Add value to your milk

Farm workers prepare milk for supply. PHOTO/FILE/RACHEL MABALA.

In a protest letter to Kenya, Uganda last month threatened to reconsider her position on the East African Community Customs Union Protocol and impose retaliatory taxes after Kenya seized its milk.

As leaders get to the boardrooms to solve the trade impasse, our farmers need to take advantage of the locally increased consumption of dairy products such as yoghurt and cheese.

Farmers who have milk surpluses can seize the opportunity to capture the market with high quality, handmade cheese.

There is only a handful of artisan cheese makers in Uganda but the market potential invites more farmstead producers—those who only work with milk from their own animals.

Making cheese
Value addition to milk doubles the price, although other materials used in the process cost 40 per cent of the price of the product.

Among the ingredients needed for professional cheese making are potassium nitrate, starter culture, rennet, wax and colour.

Potassium nitrate is added to improve the keeping quality, while the starter culture is used for the introduction of bacteria, whose main purpose is acid production.

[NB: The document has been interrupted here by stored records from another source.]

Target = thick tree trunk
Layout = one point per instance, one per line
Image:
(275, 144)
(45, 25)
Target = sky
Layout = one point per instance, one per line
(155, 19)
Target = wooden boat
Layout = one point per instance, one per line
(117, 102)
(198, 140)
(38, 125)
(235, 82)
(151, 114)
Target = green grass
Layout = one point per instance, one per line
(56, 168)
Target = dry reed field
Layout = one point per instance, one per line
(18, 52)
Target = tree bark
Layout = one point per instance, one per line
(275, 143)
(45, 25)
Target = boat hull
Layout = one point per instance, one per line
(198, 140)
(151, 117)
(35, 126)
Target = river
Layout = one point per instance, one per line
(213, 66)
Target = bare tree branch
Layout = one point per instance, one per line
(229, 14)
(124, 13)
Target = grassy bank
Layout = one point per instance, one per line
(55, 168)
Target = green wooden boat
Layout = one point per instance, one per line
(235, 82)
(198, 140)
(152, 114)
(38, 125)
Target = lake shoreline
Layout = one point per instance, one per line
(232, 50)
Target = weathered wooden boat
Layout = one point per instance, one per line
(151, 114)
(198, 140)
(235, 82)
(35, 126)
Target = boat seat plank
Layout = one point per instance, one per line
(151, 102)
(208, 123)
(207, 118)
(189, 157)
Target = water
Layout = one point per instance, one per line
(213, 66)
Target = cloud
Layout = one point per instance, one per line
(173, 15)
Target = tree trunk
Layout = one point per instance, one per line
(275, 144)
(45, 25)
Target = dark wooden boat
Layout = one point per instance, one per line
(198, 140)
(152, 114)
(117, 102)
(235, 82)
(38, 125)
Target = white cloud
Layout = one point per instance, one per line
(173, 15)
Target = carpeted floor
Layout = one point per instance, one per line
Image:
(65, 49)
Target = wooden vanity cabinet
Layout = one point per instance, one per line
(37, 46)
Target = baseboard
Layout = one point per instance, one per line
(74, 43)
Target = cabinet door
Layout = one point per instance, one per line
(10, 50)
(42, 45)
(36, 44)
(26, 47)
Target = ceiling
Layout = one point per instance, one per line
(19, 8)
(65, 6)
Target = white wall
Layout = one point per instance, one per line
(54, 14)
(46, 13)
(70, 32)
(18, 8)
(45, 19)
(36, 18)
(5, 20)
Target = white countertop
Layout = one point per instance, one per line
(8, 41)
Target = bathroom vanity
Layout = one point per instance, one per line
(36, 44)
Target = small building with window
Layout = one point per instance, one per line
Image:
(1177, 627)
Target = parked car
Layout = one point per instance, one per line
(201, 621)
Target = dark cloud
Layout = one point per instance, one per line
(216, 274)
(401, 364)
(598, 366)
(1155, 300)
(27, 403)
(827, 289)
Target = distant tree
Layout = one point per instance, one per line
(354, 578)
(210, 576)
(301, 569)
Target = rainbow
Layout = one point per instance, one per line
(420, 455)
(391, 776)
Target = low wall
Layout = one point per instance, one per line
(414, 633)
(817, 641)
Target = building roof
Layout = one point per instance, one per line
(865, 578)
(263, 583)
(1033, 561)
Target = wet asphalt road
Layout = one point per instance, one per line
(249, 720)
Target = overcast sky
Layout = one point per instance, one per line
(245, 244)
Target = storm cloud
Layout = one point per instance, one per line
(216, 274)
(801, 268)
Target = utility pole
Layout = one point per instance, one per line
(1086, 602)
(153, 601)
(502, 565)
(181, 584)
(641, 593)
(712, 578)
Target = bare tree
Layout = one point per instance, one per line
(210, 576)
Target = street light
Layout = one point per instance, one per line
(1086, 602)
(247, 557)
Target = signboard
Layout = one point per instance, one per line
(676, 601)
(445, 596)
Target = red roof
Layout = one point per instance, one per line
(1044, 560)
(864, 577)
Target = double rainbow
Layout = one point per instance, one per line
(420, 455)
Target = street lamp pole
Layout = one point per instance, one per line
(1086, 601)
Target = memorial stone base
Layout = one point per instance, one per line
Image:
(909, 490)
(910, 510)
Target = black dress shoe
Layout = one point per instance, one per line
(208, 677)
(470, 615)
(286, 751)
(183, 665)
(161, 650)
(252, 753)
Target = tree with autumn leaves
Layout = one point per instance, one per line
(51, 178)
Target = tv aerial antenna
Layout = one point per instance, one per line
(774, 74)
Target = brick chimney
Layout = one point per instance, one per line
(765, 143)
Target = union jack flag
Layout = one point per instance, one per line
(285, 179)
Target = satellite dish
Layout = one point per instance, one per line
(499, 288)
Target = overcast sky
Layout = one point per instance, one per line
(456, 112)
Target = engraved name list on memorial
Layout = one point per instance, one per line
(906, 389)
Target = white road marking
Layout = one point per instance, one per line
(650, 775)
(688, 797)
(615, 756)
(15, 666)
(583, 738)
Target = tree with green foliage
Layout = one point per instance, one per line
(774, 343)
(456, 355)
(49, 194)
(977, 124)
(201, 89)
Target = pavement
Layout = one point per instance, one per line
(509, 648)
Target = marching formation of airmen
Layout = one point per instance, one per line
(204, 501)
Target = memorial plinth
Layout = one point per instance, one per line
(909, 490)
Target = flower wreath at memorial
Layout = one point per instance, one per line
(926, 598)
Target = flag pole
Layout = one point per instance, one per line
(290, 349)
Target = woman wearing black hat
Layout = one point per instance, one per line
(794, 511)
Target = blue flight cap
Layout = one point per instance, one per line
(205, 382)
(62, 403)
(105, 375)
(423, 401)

During the ripening process, the bacteria play other essential roles by producing volatile flavour compounds (like diacetyl, aldehydes), by releasing enzymes involved in cheese ripening.

Besides, they produce natural antibiotic substances that suppress growth of pathogens and other spoilage microorganism.

Rennet is a natural complex of enzymes that coagulates (solidifies) the milk, separating it into the solid curd and liquid whey.

Cheese-making happens in seven main stages; acidification, coagulation, cutting, salting, shapin and ripening.